A. Schweitzer, La mystique de l’Apôtre Paul (Albin Michel 1962) :

« Tandis qu’en Jésus-Christ, la mort et la résurrection sont apparues avec évidence, chez les élus le processus est caché, mais non moins réel. Par ce qu’ils son un avec Jésus-Christ dans leur nature corporelle, ils deviennent, par sa mort et sa résurrection, des êtres en voie de mort et de résurrection, quand bien même l’aspect de leur existence naturelle subsiste. » (p. 101)

A. Badiou, Saint Paul, La fondation de l’universalisme (PUF 1997) :

« Quand le christ meurt, nous, les hommes, cessons d’être séparés de Dieu, puisqu’avec l’envoi de son Fils, se filialisant, il entre au plus intime de notre composition pensante. » (p. 73)

« La mort nomme ici une renonciation à la transcendance. Disons que la mort du Christ este le montage d’une immanentisation de l’esprit. » (p. 73)

Cf. Philippiens 2, 7-9 :
« 7 Il s'est dépouillé, prenant la condition d’esclave, devenant semblable aux hommes, et, reconnu à son aspect comme un homme,
8 il s'est abaissé, devenant obéissant jusqu'à la mort, à la mort sur une croix.
9 C'est pourquoi Dieu l'a souverainement élevé et lui a conféré le Nom qui est au-dessus de tout nom. »


La Résurrection est celle du Crucifié, au point que « Le Christ crucifié » est chez Paul désignation du Ressuscité.

« Chez Paul, il y a certes la croix, mais non le chemin de croix. Il y a le calvaire, mais non la montée au calvaire. » (Badiou, p. 71-72)

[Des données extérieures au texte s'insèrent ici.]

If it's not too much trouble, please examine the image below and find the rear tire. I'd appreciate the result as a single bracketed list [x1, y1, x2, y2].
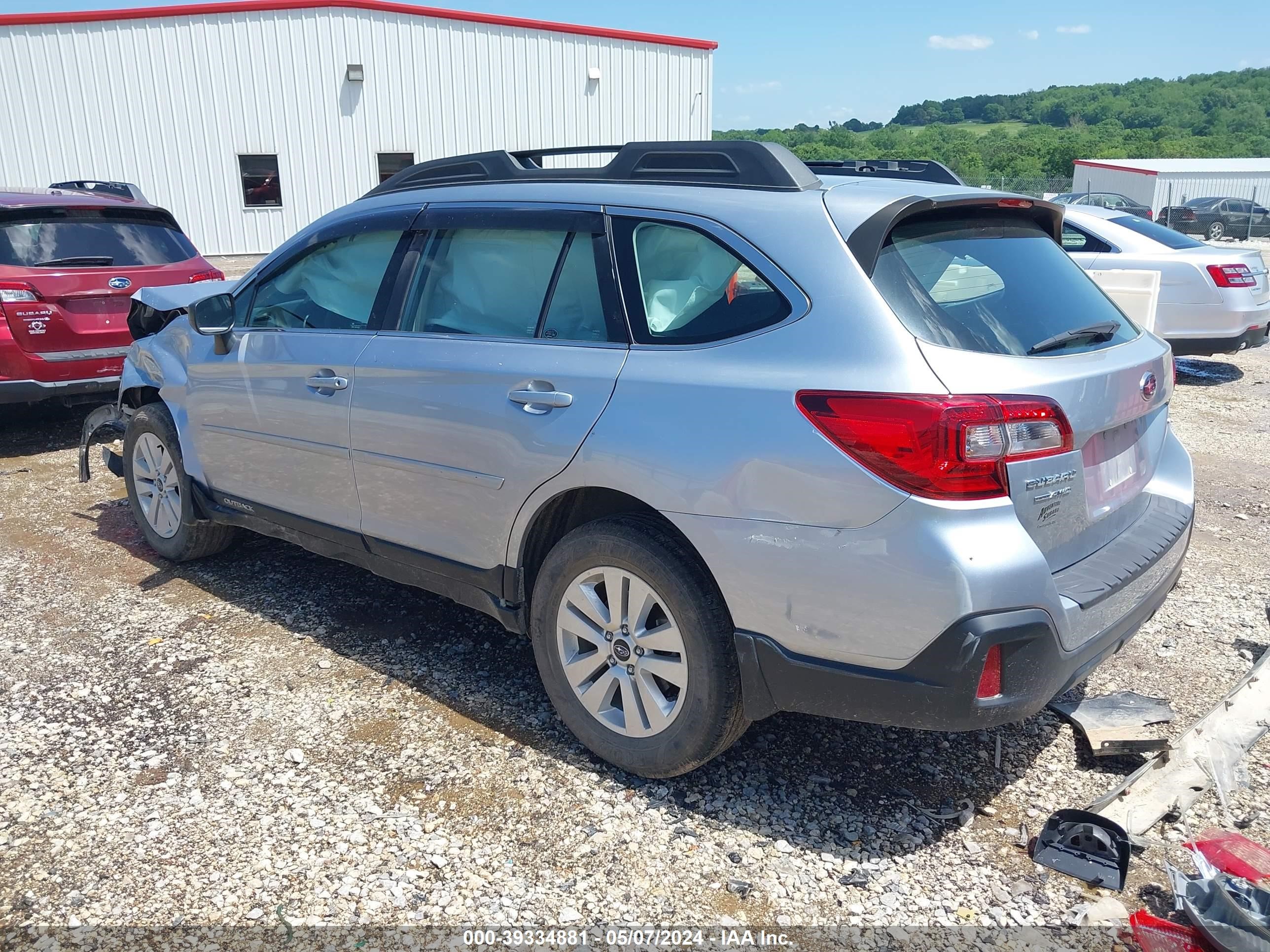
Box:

« La souffrance ne joue aucun rôle dans l’apologétique de Paul, pas même dans le cas de la mort du Christ. Le caractère faible de cette mort lui importe certes, pour autant que le trésor de l’événement […] doit résider dans un vase de terre. » (Badiou, p. 70)


* * *


Un Christ glorifié dans sa mort par sa résurrection, au point que cela ouvre même sur une future oblitération de la mort du Christ, via Jean — qui n’en est pas là, mais qui parlant de la croix, dit explicitement élévation, glorification !

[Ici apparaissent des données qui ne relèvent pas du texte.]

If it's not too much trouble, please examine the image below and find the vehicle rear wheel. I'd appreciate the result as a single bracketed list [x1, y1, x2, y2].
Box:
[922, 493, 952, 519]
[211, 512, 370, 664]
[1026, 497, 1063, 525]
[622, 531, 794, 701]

Une oblitération présente dans la gnose, et scellée dans la lecture du Coran (S. IV, v. 156-158) désormais majoritaire dans l’islam (mais qui ne l’a pas toujours été).

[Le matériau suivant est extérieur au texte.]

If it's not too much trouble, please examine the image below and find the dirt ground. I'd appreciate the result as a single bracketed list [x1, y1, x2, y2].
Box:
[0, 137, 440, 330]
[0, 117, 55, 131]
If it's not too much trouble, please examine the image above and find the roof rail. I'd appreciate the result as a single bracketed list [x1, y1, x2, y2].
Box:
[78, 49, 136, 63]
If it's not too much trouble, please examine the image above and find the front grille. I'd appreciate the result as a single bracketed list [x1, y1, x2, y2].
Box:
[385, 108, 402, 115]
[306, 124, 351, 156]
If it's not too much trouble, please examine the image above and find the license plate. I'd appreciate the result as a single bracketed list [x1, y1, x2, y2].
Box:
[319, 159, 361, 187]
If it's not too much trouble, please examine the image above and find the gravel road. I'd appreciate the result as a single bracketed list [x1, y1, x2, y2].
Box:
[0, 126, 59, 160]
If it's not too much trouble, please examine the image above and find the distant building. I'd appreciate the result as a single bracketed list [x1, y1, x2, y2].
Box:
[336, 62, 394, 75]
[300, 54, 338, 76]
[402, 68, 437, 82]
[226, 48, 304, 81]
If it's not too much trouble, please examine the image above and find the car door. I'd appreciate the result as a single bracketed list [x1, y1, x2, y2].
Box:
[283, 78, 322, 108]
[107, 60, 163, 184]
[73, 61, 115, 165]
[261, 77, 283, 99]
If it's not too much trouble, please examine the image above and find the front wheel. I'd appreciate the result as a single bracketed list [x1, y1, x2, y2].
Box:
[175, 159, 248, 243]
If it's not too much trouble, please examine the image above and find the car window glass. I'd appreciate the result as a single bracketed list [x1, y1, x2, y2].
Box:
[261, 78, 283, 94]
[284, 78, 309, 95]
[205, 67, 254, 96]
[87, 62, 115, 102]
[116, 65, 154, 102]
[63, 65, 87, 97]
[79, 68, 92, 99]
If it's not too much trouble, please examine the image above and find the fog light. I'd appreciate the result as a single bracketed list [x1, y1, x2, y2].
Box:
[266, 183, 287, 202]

Mais déjà le livre dans le livre des Actes (2, 36), Pierre proclame : « Dieu a fait Seigneur et Christ ce Jésus que vous avez crucifié. »

Une crucifixion qui ne s’arrête pas au dolorisme, mais au renversement de l’humiliation d’une telle mort dans la résurrection, une crucifixion qui pose la gloire de celui qui se relève de cette mort dans sa résurrection, est comme telle la marque et le sceau du renversement de la mort.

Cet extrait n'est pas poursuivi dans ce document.